When she woke from a coma, the first thing she did was ask for her three daughters. The medical staff was stunned. But their response shattered her entire world. Just like that, the children she had nursed, watched grow, and deeply cared for over seven years were gone. Why? Because they never existed!
Living a lifetime in her mind
Clélia Verdier, 19, from Lyon, France, ‘made a serious suicide attempt by taking a large amount of medication’ in June 2025, the woman told the Daily Mail. She was placed into a medically induced coma for three weeks. And what followed was a dream of a lifetime, quite literally.
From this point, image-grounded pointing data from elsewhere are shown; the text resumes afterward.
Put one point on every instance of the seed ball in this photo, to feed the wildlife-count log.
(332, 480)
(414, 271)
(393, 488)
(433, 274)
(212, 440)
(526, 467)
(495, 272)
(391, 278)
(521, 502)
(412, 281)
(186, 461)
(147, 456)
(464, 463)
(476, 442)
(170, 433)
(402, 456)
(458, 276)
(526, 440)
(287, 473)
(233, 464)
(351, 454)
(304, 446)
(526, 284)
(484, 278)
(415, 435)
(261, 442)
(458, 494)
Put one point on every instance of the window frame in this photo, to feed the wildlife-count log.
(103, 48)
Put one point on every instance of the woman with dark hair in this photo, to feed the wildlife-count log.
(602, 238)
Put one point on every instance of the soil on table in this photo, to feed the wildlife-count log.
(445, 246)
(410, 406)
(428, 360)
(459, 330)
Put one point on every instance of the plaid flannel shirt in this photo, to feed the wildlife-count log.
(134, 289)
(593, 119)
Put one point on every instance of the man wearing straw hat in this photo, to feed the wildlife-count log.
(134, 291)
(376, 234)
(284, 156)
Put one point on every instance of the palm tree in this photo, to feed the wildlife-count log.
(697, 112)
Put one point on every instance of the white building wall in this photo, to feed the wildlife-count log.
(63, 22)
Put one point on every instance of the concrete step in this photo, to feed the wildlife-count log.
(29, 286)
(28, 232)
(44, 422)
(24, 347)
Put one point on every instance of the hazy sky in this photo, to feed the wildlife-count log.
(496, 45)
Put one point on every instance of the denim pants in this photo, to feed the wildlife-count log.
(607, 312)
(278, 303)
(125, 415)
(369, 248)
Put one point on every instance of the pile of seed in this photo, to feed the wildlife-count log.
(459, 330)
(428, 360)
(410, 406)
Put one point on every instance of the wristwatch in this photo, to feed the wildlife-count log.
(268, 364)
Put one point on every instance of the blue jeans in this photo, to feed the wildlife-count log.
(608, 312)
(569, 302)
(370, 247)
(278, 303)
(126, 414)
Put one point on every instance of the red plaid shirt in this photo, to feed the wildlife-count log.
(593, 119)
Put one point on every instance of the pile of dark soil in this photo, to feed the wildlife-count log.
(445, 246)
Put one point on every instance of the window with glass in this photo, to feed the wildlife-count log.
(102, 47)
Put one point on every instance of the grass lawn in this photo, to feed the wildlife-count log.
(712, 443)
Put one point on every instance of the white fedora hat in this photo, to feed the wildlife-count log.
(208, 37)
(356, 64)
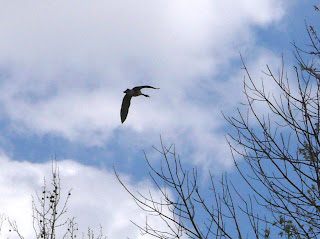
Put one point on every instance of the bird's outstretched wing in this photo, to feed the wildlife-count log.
(125, 107)
(144, 86)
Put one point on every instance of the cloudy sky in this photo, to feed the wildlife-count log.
(65, 64)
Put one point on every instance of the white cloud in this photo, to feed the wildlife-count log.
(65, 65)
(97, 198)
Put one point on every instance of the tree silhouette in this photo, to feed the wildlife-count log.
(280, 151)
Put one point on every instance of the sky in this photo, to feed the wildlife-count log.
(65, 64)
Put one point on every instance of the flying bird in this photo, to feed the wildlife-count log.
(136, 91)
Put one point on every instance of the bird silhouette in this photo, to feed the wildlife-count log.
(136, 91)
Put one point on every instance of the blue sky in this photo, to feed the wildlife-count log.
(65, 64)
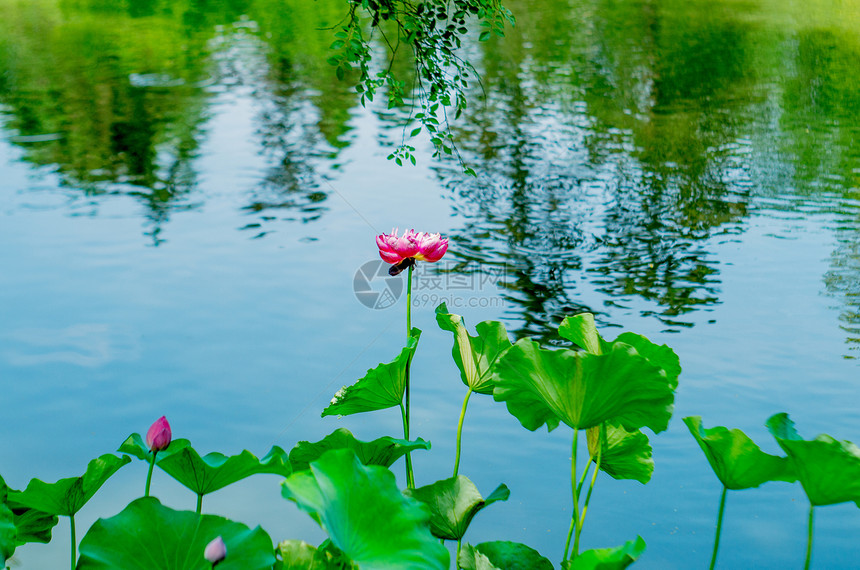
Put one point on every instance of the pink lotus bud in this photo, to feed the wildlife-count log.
(215, 551)
(158, 436)
(418, 246)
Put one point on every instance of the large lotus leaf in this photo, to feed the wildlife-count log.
(382, 387)
(625, 454)
(828, 469)
(147, 535)
(454, 503)
(501, 555)
(136, 446)
(299, 555)
(609, 558)
(736, 459)
(383, 451)
(582, 389)
(581, 330)
(365, 514)
(67, 496)
(214, 471)
(475, 356)
(8, 532)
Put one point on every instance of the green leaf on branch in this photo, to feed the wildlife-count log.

Verdier was, obviously, not aware that she was in a coma. Instead, she slipped into a dream, and a lifetime unfolded before her eyes. Talking to the outlet, the teenager recalled having ‘extremely intense’ dreams and nightmares. She was ‘not aware that she was in a coma’ at the time, so those dreams ‘became her reality’.
The dream that really stuck with her was that of becoming a mother. It felt so real. She felt the physical and emotional pain throughout the hallucination.
‘I could feel so many things. When I dreamed about giving birth, I felt the stress.
I also felt a lot of pain. In this dream, I gave birth to triplets, whom I named Mila, Miles, and Maïlée. Maïlée died shortly after birth. I felt so awful – overwhelmed with sadness and guilt,’ she recalled.
She even remembers the first ‘skin-to-skin contact’ that she had with her babies. ‘It was incredible. I felt an overwhelming wave of love,’ she added.
In her dream, she lived for seven years and watched her daughters grow up. Each had their own personalities. One was ‘quite shy’, and the other was a ‘bundle of energy’.
‘I remember walks, meals we shared, and bedtime stories,’ she added. She ‘loved them with all her heart’.
The crushing reality
When Verdier finally woke up from a coma, she was told the children never existed. ‘That’s when they told me they didn’t exist. It was a shock. I was so convinced it was real that the first time I saw my parents again, I told them they were grandparents,’ she said.
She really struggled to come to terms with the fact that she was never a mother. Even after a year, she finds it hard to accept.
‘Now I feel very disconnected from others. I still miss [my daughters] today. I lived as a mother – even if it was “just a dream”, with everything I felt and experienced, I will always be their mother. It was my only reality for a while,’ she said.
The teenager hopes to have real children one day. ‘They will have a different place in my heart, but one just as important,’ she said.